Giocattoli e povertà: le infanzie fuori dall’economia del gioco
Nonostante i progressi tecnologici e sociali e la globalizzazione, infatti, le disuguaglianze restano profondamente radicate nel mondo: milioni di bambini non hanno ancora accesso a beni che altrove vengono quasi dati per scontati. I giocattoli, insomma, restano un privilegio per molti e non la regola.
Chi non possiede nulla, però, ha la possibilità di immaginare: l’assenza si traduce in creatività, la scarsità diventa motore di abilità. Dove manca l’oggetto nasce l’immaginazione, dove finisce il denaro comincia l’ingegno: è su questo palcoscenico che si sviluppa una fantasia più vivida, più libera, più autentica. E anche se non sempre questi giochi “improvvisati” durano nel tempo, le abilità che ne scaturiscono – l’inventiva, lo spirito d’adattamento, la capacità di risolvere problemi – rimangono, consentendo ai bambini di sviluppare risorse interiori che li accompagneranno per sempre.
Giocattoli e povertà: il gioco in ogni angolo del mondo
Tra le strade sterrate e le case di fango dei villaggi africani, non è raro vedere piccoli capolavori d’artigianato sfrecciare tra la polvere. Si tratta di macchinine realizzate con fil di ferro piegato a mano, le cui ruote sono costruite con tappi di bottiglia o lattine usate: le chiamano “wire cars” e ogni bambino ne ha una diversa.

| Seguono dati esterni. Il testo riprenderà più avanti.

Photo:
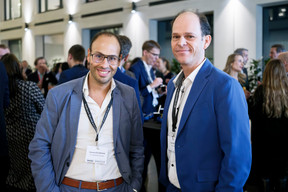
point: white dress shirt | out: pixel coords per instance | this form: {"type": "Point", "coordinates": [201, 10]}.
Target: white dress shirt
{"type": "Point", "coordinates": [79, 169]}
{"type": "Point", "coordinates": [183, 95]}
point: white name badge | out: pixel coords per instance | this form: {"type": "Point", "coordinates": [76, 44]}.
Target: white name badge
{"type": "Point", "coordinates": [171, 143]}
{"type": "Point", "coordinates": [96, 155]}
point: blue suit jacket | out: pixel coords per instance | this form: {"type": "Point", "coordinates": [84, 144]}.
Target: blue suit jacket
{"type": "Point", "coordinates": [53, 145]}
{"type": "Point", "coordinates": [212, 148]}
{"type": "Point", "coordinates": [4, 102]}
{"type": "Point", "coordinates": [75, 72]}
{"type": "Point", "coordinates": [123, 78]}
{"type": "Point", "coordinates": [141, 75]}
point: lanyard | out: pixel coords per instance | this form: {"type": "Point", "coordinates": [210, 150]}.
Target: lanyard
{"type": "Point", "coordinates": [91, 118]}
{"type": "Point", "coordinates": [175, 109]}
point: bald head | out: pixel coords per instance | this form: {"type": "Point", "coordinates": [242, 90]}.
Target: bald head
{"type": "Point", "coordinates": [284, 58]}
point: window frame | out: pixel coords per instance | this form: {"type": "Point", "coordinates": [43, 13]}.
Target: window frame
{"type": "Point", "coordinates": [46, 6]}
{"type": "Point", "coordinates": [10, 12]}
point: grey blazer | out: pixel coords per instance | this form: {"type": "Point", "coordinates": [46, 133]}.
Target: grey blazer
{"type": "Point", "coordinates": [53, 145]}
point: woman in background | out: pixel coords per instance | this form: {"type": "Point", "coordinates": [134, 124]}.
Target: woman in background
{"type": "Point", "coordinates": [268, 111]}
{"type": "Point", "coordinates": [233, 67]}
{"type": "Point", "coordinates": [26, 105]}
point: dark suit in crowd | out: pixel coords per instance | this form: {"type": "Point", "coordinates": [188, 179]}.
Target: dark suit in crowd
{"type": "Point", "coordinates": [73, 73]}
{"type": "Point", "coordinates": [143, 80]}
{"type": "Point", "coordinates": [4, 102]}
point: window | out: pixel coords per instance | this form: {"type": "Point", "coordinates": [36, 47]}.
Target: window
{"type": "Point", "coordinates": [45, 5]}
{"type": "Point", "coordinates": [275, 27]}
{"type": "Point", "coordinates": [51, 47]}
{"type": "Point", "coordinates": [12, 9]}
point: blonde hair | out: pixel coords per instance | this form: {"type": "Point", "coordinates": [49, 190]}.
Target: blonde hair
{"type": "Point", "coordinates": [275, 87]}
{"type": "Point", "coordinates": [228, 68]}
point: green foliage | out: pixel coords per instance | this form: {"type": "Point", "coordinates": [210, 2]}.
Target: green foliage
{"type": "Point", "coordinates": [175, 68]}
{"type": "Point", "coordinates": [255, 73]}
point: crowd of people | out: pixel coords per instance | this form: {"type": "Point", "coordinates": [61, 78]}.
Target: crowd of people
{"type": "Point", "coordinates": [80, 125]}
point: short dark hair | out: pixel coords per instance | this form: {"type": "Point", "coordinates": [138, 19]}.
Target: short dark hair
{"type": "Point", "coordinates": [279, 48]}
{"type": "Point", "coordinates": [14, 72]}
{"type": "Point", "coordinates": [39, 58]}
{"type": "Point", "coordinates": [77, 52]}
{"type": "Point", "coordinates": [240, 51]}
{"type": "Point", "coordinates": [3, 46]}
{"type": "Point", "coordinates": [125, 45]}
{"type": "Point", "coordinates": [105, 33]}
{"type": "Point", "coordinates": [205, 26]}
{"type": "Point", "coordinates": [148, 45]}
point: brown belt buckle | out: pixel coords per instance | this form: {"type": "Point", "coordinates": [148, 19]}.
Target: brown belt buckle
{"type": "Point", "coordinates": [98, 187]}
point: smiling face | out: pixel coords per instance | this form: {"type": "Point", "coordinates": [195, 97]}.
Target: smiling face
{"type": "Point", "coordinates": [238, 64]}
{"type": "Point", "coordinates": [188, 44]}
{"type": "Point", "coordinates": [151, 57]}
{"type": "Point", "coordinates": [102, 73]}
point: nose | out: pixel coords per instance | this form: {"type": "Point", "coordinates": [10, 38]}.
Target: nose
{"type": "Point", "coordinates": [182, 41]}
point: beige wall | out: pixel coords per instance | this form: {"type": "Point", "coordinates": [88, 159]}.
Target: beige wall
{"type": "Point", "coordinates": [237, 23]}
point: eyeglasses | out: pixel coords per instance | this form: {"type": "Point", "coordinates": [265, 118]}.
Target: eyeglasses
{"type": "Point", "coordinates": [99, 58]}
{"type": "Point", "coordinates": [154, 54]}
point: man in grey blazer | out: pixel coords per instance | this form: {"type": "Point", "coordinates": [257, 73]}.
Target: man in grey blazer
{"type": "Point", "coordinates": [89, 136]}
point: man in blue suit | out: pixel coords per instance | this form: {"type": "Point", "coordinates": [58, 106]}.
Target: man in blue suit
{"type": "Point", "coordinates": [205, 138]}
{"type": "Point", "coordinates": [76, 56]}
{"type": "Point", "coordinates": [143, 71]}
{"type": "Point", "coordinates": [89, 136]}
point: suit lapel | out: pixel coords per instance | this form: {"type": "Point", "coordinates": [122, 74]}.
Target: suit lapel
{"type": "Point", "coordinates": [166, 109]}
{"type": "Point", "coordinates": [74, 116]}
{"type": "Point", "coordinates": [198, 85]}
{"type": "Point", "coordinates": [117, 99]}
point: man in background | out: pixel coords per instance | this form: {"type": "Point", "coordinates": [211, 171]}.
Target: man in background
{"type": "Point", "coordinates": [26, 69]}
{"type": "Point", "coordinates": [275, 50]}
{"type": "Point", "coordinates": [76, 56]}
{"type": "Point", "coordinates": [3, 50]}
{"type": "Point", "coordinates": [147, 82]}
{"type": "Point", "coordinates": [124, 76]}
{"type": "Point", "coordinates": [44, 78]}
{"type": "Point", "coordinates": [244, 53]}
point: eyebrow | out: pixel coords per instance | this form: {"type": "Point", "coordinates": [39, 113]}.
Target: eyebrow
{"type": "Point", "coordinates": [186, 33]}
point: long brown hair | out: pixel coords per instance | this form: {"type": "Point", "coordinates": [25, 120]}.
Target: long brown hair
{"type": "Point", "coordinates": [275, 86]}
{"type": "Point", "coordinates": [228, 67]}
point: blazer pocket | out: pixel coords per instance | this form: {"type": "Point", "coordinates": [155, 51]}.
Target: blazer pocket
{"type": "Point", "coordinates": [208, 175]}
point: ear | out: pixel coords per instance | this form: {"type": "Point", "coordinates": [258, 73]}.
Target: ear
{"type": "Point", "coordinates": [126, 58]}
{"type": "Point", "coordinates": [207, 41]}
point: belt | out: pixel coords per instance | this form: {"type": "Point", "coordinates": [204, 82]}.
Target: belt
{"type": "Point", "coordinates": [99, 186]}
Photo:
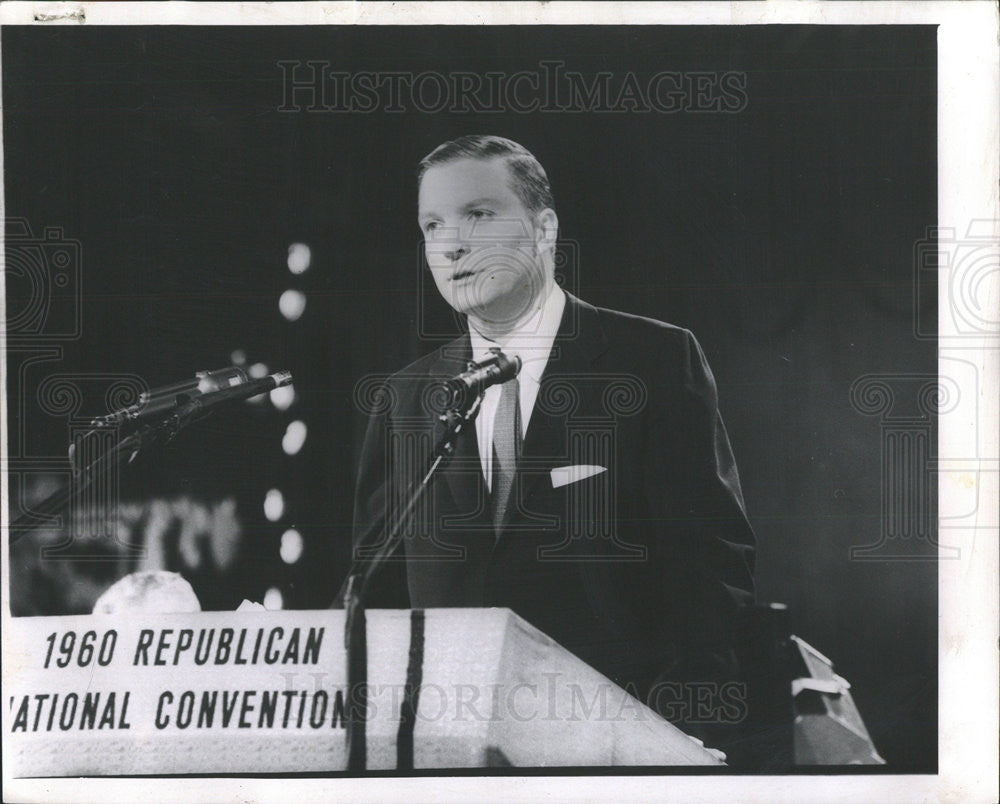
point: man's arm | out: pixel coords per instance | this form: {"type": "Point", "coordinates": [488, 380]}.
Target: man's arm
{"type": "Point", "coordinates": [703, 554]}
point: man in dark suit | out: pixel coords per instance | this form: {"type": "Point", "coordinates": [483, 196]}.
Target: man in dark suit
{"type": "Point", "coordinates": [597, 495]}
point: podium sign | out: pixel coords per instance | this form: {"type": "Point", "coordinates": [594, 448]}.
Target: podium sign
{"type": "Point", "coordinates": [266, 692]}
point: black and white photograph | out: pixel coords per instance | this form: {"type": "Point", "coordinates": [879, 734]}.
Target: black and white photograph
{"type": "Point", "coordinates": [498, 394]}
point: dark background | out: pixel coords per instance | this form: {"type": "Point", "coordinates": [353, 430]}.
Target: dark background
{"type": "Point", "coordinates": [781, 235]}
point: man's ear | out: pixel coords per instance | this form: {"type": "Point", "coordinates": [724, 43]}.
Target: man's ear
{"type": "Point", "coordinates": [546, 229]}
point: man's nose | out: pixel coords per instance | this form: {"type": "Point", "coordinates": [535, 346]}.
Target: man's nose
{"type": "Point", "coordinates": [456, 252]}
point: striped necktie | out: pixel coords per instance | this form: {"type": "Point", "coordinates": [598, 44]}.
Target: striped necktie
{"type": "Point", "coordinates": [506, 449]}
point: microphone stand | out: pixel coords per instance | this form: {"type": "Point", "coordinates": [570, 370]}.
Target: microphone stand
{"type": "Point", "coordinates": [364, 568]}
{"type": "Point", "coordinates": [127, 450]}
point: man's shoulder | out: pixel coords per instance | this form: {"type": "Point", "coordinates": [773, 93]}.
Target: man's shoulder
{"type": "Point", "coordinates": [446, 360]}
{"type": "Point", "coordinates": [636, 333]}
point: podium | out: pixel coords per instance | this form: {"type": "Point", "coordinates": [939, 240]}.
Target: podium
{"type": "Point", "coordinates": [265, 692]}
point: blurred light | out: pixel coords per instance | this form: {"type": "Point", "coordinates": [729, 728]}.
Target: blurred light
{"type": "Point", "coordinates": [283, 397]}
{"type": "Point", "coordinates": [291, 546]}
{"type": "Point", "coordinates": [292, 304]}
{"type": "Point", "coordinates": [294, 438]}
{"type": "Point", "coordinates": [274, 505]}
{"type": "Point", "coordinates": [272, 599]}
{"type": "Point", "coordinates": [299, 258]}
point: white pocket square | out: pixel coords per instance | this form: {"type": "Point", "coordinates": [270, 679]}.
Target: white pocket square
{"type": "Point", "coordinates": [564, 475]}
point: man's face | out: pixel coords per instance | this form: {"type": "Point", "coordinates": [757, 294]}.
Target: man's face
{"type": "Point", "coordinates": [482, 244]}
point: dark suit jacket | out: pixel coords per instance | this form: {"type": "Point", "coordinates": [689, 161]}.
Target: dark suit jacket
{"type": "Point", "coordinates": [638, 570]}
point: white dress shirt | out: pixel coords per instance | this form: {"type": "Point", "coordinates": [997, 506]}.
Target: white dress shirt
{"type": "Point", "coordinates": [532, 342]}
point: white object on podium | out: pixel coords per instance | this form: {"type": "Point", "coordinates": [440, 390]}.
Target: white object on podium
{"type": "Point", "coordinates": [265, 692]}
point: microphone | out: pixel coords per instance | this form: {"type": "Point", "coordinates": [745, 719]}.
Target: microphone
{"type": "Point", "coordinates": [161, 401]}
{"type": "Point", "coordinates": [494, 370]}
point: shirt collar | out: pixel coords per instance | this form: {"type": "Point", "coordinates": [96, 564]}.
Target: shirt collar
{"type": "Point", "coordinates": [531, 340]}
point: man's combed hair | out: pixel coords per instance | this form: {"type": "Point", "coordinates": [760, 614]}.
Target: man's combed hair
{"type": "Point", "coordinates": [528, 179]}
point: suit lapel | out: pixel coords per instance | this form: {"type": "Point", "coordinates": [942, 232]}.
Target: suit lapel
{"type": "Point", "coordinates": [579, 341]}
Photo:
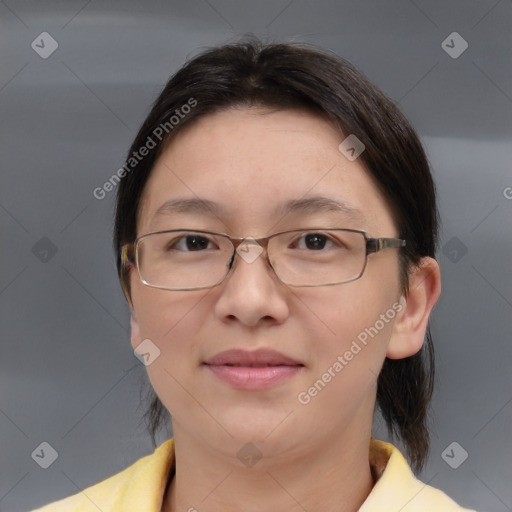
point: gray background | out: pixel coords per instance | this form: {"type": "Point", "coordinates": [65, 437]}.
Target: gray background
{"type": "Point", "coordinates": [68, 375]}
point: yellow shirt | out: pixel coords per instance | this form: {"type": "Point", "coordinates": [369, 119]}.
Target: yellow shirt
{"type": "Point", "coordinates": [141, 486]}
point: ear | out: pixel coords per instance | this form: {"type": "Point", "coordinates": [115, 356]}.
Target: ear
{"type": "Point", "coordinates": [135, 330]}
{"type": "Point", "coordinates": [411, 323]}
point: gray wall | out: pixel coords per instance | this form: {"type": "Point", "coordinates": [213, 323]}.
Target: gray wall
{"type": "Point", "coordinates": [68, 375]}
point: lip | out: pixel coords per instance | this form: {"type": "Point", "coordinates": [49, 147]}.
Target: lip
{"type": "Point", "coordinates": [260, 369]}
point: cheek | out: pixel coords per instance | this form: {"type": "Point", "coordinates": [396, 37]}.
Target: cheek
{"type": "Point", "coordinates": [354, 320]}
{"type": "Point", "coordinates": [172, 321]}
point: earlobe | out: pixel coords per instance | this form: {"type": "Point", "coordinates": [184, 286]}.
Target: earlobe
{"type": "Point", "coordinates": [135, 330]}
{"type": "Point", "coordinates": [411, 324]}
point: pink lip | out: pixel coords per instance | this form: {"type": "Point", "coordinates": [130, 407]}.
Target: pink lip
{"type": "Point", "coordinates": [256, 370]}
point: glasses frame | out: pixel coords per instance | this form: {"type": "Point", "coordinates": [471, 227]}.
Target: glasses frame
{"type": "Point", "coordinates": [130, 252]}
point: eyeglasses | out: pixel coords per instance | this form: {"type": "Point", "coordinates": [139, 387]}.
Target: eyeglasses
{"type": "Point", "coordinates": [180, 259]}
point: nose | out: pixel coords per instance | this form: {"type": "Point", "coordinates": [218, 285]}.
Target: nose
{"type": "Point", "coordinates": [251, 292]}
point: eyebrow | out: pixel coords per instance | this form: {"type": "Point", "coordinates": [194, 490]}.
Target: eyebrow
{"type": "Point", "coordinates": [307, 205]}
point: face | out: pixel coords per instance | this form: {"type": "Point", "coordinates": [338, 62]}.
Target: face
{"type": "Point", "coordinates": [251, 162]}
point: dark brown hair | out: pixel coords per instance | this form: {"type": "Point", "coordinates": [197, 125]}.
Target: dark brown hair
{"type": "Point", "coordinates": [295, 76]}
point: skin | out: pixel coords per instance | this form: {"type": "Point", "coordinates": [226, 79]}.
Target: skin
{"type": "Point", "coordinates": [314, 456]}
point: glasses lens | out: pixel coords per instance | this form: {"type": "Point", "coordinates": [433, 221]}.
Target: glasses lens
{"type": "Point", "coordinates": [318, 257]}
{"type": "Point", "coordinates": [183, 259]}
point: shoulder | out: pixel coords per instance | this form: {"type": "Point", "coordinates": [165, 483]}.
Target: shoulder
{"type": "Point", "coordinates": [398, 489]}
{"type": "Point", "coordinates": [138, 487]}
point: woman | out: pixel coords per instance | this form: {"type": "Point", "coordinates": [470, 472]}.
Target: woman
{"type": "Point", "coordinates": [275, 233]}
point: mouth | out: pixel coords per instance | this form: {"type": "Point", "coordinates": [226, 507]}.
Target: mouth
{"type": "Point", "coordinates": [261, 369]}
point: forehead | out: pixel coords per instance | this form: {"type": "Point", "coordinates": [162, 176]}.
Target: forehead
{"type": "Point", "coordinates": [253, 166]}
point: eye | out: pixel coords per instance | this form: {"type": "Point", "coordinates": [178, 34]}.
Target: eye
{"type": "Point", "coordinates": [188, 243]}
{"type": "Point", "coordinates": [313, 241]}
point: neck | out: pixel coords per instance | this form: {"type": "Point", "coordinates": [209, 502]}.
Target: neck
{"type": "Point", "coordinates": [331, 477]}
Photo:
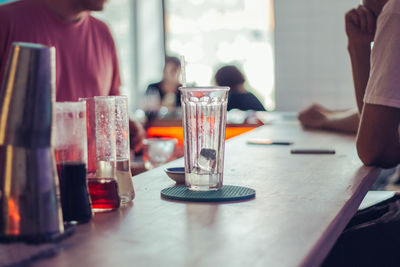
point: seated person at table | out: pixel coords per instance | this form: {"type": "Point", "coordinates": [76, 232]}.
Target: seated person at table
{"type": "Point", "coordinates": [372, 238]}
{"type": "Point", "coordinates": [167, 88]}
{"type": "Point", "coordinates": [86, 59]}
{"type": "Point", "coordinates": [239, 97]}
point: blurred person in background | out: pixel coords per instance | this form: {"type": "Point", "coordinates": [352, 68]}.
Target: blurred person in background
{"type": "Point", "coordinates": [86, 58]}
{"type": "Point", "coordinates": [239, 97]}
{"type": "Point", "coordinates": [166, 90]}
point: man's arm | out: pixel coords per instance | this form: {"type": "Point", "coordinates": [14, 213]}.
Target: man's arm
{"type": "Point", "coordinates": [360, 30]}
{"type": "Point", "coordinates": [378, 139]}
{"type": "Point", "coordinates": [318, 117]}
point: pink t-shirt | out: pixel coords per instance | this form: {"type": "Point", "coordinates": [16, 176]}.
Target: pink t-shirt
{"type": "Point", "coordinates": [86, 61]}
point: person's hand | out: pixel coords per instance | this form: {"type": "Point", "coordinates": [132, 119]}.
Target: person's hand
{"type": "Point", "coordinates": [314, 117]}
{"type": "Point", "coordinates": [137, 135]}
{"type": "Point", "coordinates": [360, 25]}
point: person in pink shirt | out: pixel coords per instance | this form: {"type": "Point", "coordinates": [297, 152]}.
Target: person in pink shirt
{"type": "Point", "coordinates": [86, 59]}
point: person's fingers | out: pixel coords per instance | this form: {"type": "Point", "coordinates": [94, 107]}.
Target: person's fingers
{"type": "Point", "coordinates": [352, 17]}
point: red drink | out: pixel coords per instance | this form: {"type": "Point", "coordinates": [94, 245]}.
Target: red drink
{"type": "Point", "coordinates": [75, 201]}
{"type": "Point", "coordinates": [104, 194]}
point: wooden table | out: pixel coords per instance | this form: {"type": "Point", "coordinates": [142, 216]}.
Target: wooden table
{"type": "Point", "coordinates": [303, 202]}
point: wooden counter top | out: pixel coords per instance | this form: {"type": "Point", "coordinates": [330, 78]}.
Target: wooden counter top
{"type": "Point", "coordinates": [303, 202]}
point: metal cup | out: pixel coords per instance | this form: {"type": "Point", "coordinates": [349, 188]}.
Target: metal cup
{"type": "Point", "coordinates": [29, 193]}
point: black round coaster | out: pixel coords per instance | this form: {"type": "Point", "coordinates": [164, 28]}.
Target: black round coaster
{"type": "Point", "coordinates": [226, 193]}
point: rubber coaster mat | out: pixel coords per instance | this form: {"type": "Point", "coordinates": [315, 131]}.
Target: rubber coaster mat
{"type": "Point", "coordinates": [226, 193]}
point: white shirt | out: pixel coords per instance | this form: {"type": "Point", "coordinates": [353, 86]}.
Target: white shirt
{"type": "Point", "coordinates": [384, 82]}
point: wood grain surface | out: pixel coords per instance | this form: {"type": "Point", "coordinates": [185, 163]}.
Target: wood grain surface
{"type": "Point", "coordinates": [302, 204]}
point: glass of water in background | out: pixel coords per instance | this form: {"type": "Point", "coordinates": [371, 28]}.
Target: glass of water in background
{"type": "Point", "coordinates": [158, 151]}
{"type": "Point", "coordinates": [204, 119]}
{"type": "Point", "coordinates": [102, 179]}
{"type": "Point", "coordinates": [123, 170]}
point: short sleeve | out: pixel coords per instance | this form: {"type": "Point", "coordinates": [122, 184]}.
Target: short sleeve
{"type": "Point", "coordinates": [383, 86]}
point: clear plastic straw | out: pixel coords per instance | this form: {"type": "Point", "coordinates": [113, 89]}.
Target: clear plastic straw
{"type": "Point", "coordinates": [183, 71]}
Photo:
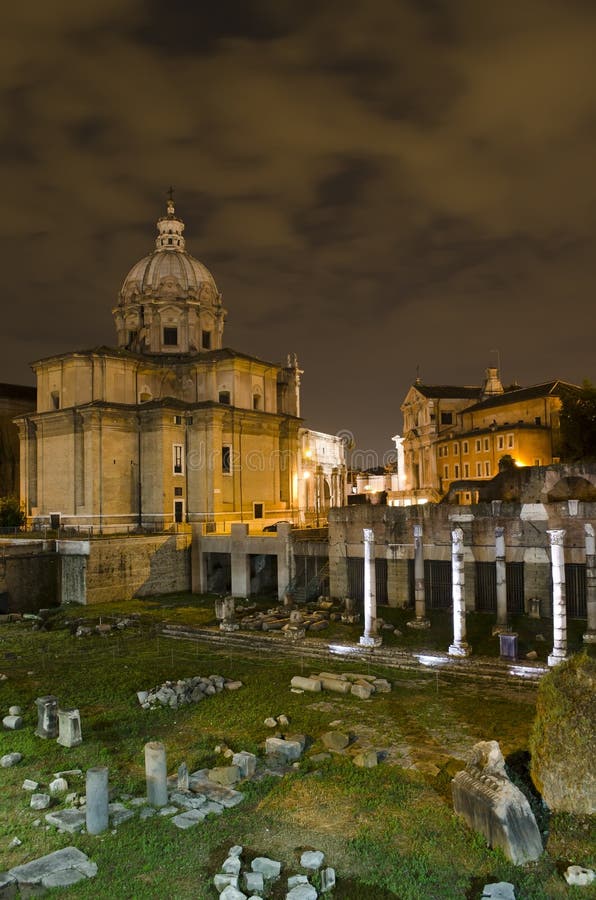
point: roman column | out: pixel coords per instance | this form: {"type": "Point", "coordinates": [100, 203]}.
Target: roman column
{"type": "Point", "coordinates": [370, 637]}
{"type": "Point", "coordinates": [501, 573]}
{"type": "Point", "coordinates": [459, 647]}
{"type": "Point", "coordinates": [557, 555]}
{"type": "Point", "coordinates": [590, 635]}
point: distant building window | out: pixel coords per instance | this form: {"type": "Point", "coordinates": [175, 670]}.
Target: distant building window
{"type": "Point", "coordinates": [177, 450]}
{"type": "Point", "coordinates": [226, 459]}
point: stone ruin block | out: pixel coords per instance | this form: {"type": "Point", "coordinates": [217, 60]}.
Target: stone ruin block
{"type": "Point", "coordinates": [491, 804]}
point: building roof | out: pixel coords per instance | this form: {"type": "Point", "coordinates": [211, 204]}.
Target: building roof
{"type": "Point", "coordinates": [444, 391]}
{"type": "Point", "coordinates": [515, 395]}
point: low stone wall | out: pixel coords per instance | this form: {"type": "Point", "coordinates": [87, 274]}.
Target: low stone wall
{"type": "Point", "coordinates": [138, 566]}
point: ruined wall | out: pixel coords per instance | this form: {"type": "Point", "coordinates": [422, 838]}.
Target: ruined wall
{"type": "Point", "coordinates": [28, 576]}
{"type": "Point", "coordinates": [138, 565]}
{"type": "Point", "coordinates": [526, 541]}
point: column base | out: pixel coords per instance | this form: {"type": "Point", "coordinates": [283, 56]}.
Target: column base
{"type": "Point", "coordinates": [371, 640]}
{"type": "Point", "coordinates": [555, 658]}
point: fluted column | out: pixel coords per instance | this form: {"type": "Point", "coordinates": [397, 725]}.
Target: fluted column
{"type": "Point", "coordinates": [459, 647]}
{"type": "Point", "coordinates": [370, 637]}
{"type": "Point", "coordinates": [590, 635]}
{"type": "Point", "coordinates": [557, 555]}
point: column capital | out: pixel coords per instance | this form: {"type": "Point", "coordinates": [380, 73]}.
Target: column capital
{"type": "Point", "coordinates": [556, 536]}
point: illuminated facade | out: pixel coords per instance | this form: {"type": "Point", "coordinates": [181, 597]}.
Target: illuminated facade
{"type": "Point", "coordinates": [460, 434]}
{"type": "Point", "coordinates": [169, 426]}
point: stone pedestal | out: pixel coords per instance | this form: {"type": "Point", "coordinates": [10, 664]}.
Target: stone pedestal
{"type": "Point", "coordinates": [501, 576]}
{"type": "Point", "coordinates": [459, 647]}
{"type": "Point", "coordinates": [590, 635]}
{"type": "Point", "coordinates": [557, 551]}
{"type": "Point", "coordinates": [47, 717]}
{"type": "Point", "coordinates": [69, 724]}
{"type": "Point", "coordinates": [370, 638]}
{"type": "Point", "coordinates": [96, 806]}
{"type": "Point", "coordinates": [156, 774]}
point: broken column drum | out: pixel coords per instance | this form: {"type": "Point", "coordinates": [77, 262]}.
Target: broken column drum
{"type": "Point", "coordinates": [370, 637]}
{"type": "Point", "coordinates": [557, 555]}
{"type": "Point", "coordinates": [69, 723]}
{"type": "Point", "coordinates": [96, 806]}
{"type": "Point", "coordinates": [156, 774]}
{"type": "Point", "coordinates": [459, 647]}
{"type": "Point", "coordinates": [47, 716]}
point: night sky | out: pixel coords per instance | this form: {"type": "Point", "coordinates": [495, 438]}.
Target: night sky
{"type": "Point", "coordinates": [383, 187]}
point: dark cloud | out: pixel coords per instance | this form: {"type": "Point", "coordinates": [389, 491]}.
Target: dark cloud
{"type": "Point", "coordinates": [377, 186]}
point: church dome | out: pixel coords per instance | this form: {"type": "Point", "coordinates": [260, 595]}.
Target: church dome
{"type": "Point", "coordinates": [170, 271]}
{"type": "Point", "coordinates": [169, 302]}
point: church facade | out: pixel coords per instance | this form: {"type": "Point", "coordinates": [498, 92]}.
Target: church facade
{"type": "Point", "coordinates": [169, 426]}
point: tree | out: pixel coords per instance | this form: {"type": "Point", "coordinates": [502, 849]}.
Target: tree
{"type": "Point", "coordinates": [578, 423]}
{"type": "Point", "coordinates": [11, 514]}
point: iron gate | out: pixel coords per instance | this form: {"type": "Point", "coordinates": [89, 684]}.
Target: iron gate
{"type": "Point", "coordinates": [515, 588]}
{"type": "Point", "coordinates": [575, 589]}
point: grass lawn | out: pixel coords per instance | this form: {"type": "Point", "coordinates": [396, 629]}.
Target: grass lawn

Nessun modello standard, nessuna confezione patinata o scintillante: veri e propri oggetti unici nati da piccole mani guidate dall’esempio di un fratello maggiore, di un genitore o di un amico più grande.
Un po’ ovunque, a partire da alcune regioni del Sud America, si costruiscono bambole con vecchi stracci e lana avanzata. Le facce sono cucite a mano, con bottoni spaiati al posto degli occhi: ogni bambola ha un nome, un vissuto, un carattere. Pazienza che non comunichino premendo un pulsante: sono le voci squillanti dei bambini, con un pizzico di fantasia, a dar loro vita.
Nel cuore delle Filippine, invece, basta una lattina e qualche ciabatta per divertirsi. Per giocare a “Tumbang Preso” si disegna un cerchio attorno alla lattina e una linea di lancio a circa due metri di distanza: un giocatore, col ruolo di “guardiano”, si posiziona vicino alla lattina mentre gli altri, i “lanciatori”, cercano di colpirla lanciando le loro ciabatte da dietro la linea. Se la lattina viene abbattuta i lanciatori devono recuperare rapidamente le loro ciabatte, mentre il guardiano cerca di rimetterla in piedi il prima possibile. Questo gioco tradizionale è un’ottima testimonianza della creatività dei bambini nel trasformare oggetti comuni in strumenti ludici.
Giocare con poco: la nostra memoria, il loro presente
Quelli citati finora sono soltanto alcuni esempi degli innumerevoli giochi nati nei Paesi più poveri, tra materiali di recupero e regole tramandate verbalmente. Ogni cultura ha le sue varianti, ma insieme condividono lo stesso spirito: divertirsi nonostante tutto. Dove non c’è plastica lucida c’è legno levigato a mano, dove non ci sono luci e suoni elettronici c’è il vento che fa roteare una rudimentale trottola sulla terra battuta. Dove non ci sono pupazzi, poi, ci sono sassi con volti disegnati, ritagli di stoffa tramutati in mantelli, scatole di cartone diventate astronavi. E potremmo continuare all’infinito.
Crescendo in contesti lontani dal consumo di massa i bambini sviluppano una forma di creatività ormai rara, quella che nasce dalla mancanza: imparano a vedere un mondo oltre l’oggetto, a trasformare ciò che hanno in ciò che vogliono. Fino a non troppo tempo fa, questa forma di inventiva nata dalla necessità era patrimonio comune. Non serviva andare lontano: anche nei nostri cortili, nelle periferie delle città o nei paesi di campagna, i bambini costruivano mondi partendo dal nulla. Le biglie scivolavano su piste scavate nella terra, le figurine si vincevano con il “soffio”, i bastoni diventavano spade, le scatole robot e le lenzuola stese tra due sedie tende da esploratori. Nessuno pensava che mancasse qualcosa: tutto ciò che serviva per giocare era già lì, tra compagnia, immaginazione e un pizzico di ingegno.